Chinese Finance Minister Lou Jiwei said his country will continue with its intervention in the yuan given the weakness of the economy and abnormal capital inflows.
"The US side has constantly raised the issue about whether intervention is still needed in our foreign exchange policy," Lou said at a press briefing on the China-US Strategic and Economic Dialogue (S&ED).
"But for us, under the current situation, when the economy hasn't recovered fully and when cross-border capital flows are not completely normal, we'll continue."
The US has been demanding that China liberalise its currency policy and end its intervention in the currency market. Earlier in March, China widened its daily currency trading limits, as it signalled a gradual withdrawal from its regular intervention.
The latest comments by the Finance Minister hint that the country would not stop its intervention all of a sudden.
He noted that China has entered a stage of medium-to-high economic growth following years of high growth.
"Therefore the global economic recovery depends on the situation in the United States," Lou said.

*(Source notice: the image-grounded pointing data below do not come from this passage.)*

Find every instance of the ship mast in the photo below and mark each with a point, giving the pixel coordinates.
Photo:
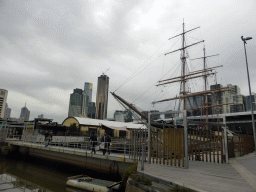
(183, 62)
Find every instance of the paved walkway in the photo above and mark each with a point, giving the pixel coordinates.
(239, 175)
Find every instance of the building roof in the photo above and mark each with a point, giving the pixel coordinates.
(98, 122)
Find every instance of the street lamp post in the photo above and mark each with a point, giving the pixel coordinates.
(253, 123)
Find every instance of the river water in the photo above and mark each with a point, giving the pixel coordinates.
(40, 175)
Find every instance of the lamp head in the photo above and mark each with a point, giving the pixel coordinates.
(245, 39)
(248, 38)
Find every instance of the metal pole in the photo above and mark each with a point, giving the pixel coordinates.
(249, 84)
(149, 139)
(185, 137)
(225, 139)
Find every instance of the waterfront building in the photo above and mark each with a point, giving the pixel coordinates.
(145, 113)
(192, 103)
(169, 115)
(7, 113)
(24, 114)
(3, 98)
(88, 90)
(78, 103)
(154, 116)
(112, 128)
(215, 99)
(102, 97)
(247, 102)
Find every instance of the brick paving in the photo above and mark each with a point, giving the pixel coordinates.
(239, 175)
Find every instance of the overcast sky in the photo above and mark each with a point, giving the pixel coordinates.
(50, 47)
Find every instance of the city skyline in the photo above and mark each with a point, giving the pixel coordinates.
(48, 49)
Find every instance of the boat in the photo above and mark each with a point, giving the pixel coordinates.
(196, 103)
(90, 184)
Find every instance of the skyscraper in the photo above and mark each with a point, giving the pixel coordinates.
(25, 113)
(7, 113)
(88, 90)
(102, 97)
(78, 104)
(3, 98)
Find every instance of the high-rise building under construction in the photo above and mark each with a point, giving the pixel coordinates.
(102, 97)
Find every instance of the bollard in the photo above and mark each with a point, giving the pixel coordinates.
(124, 149)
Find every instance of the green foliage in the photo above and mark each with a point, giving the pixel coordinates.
(142, 180)
(73, 127)
(128, 172)
(180, 189)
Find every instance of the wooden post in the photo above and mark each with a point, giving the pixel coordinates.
(149, 139)
(203, 144)
(210, 146)
(193, 145)
(221, 147)
(213, 147)
(156, 145)
(217, 143)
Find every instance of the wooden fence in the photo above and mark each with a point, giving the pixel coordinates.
(206, 146)
(167, 146)
(240, 144)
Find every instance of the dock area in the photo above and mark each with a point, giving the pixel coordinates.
(115, 163)
(239, 175)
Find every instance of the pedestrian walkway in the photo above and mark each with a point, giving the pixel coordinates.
(239, 175)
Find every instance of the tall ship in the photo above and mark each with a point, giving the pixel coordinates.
(200, 103)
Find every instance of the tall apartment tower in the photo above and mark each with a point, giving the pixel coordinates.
(3, 98)
(88, 90)
(25, 113)
(102, 97)
(78, 104)
(7, 113)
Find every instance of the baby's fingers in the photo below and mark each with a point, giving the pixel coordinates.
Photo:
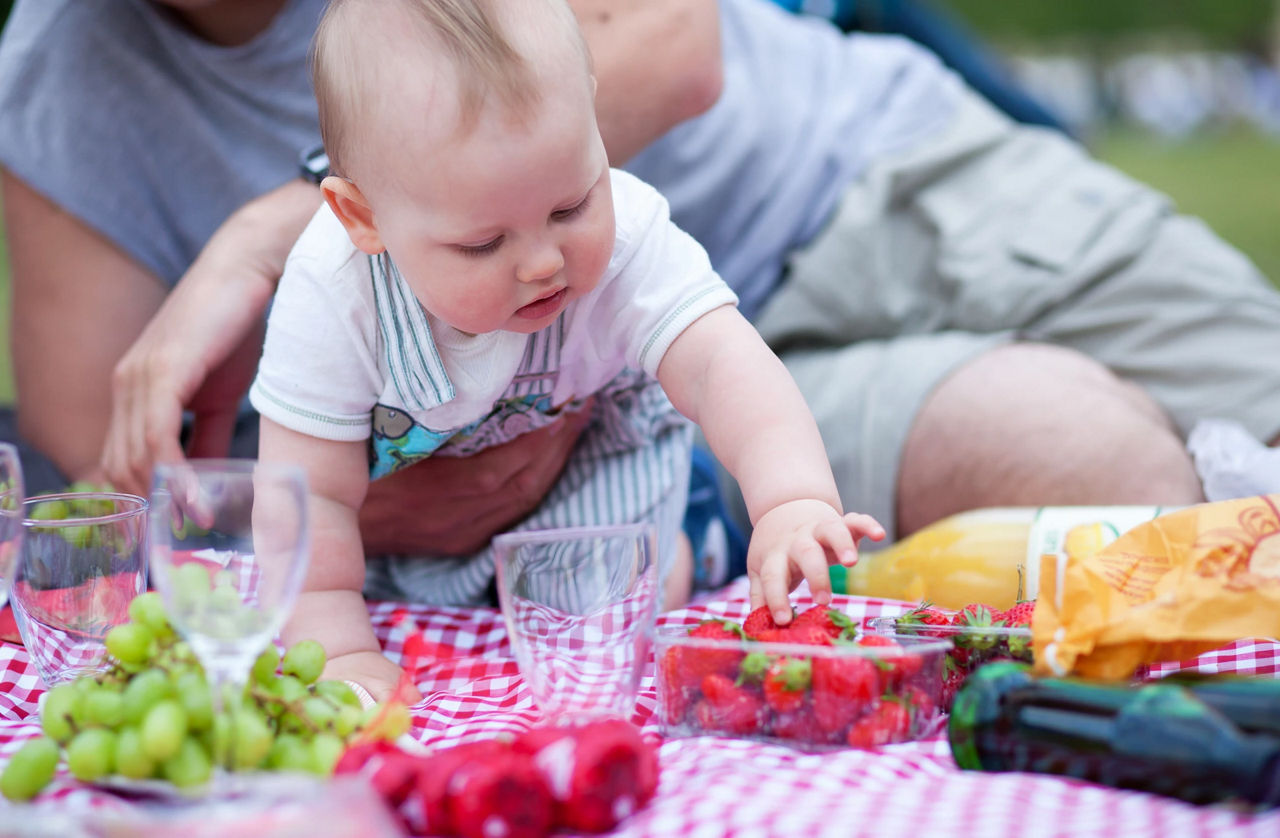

He added that the Federal Reserve's orderly exit from its massive bond buyback scheme would cause fluctuations in developing markets including China. The so-called quantitative easing in the US is expected to come to an end later in 2013 in line with the stabilisation of the US economy along with improvements in its job market.
Due to the tapering, China has faced challenges in managing hot money inflows, according to Lou.
Indicating that China is flexible with its growth expectations, Lou said that the country's growth target of about 7.5% "isn't a floor". He added that the country has undertaken steps including faster infrastructure spending and tax cuts to boost economic growth.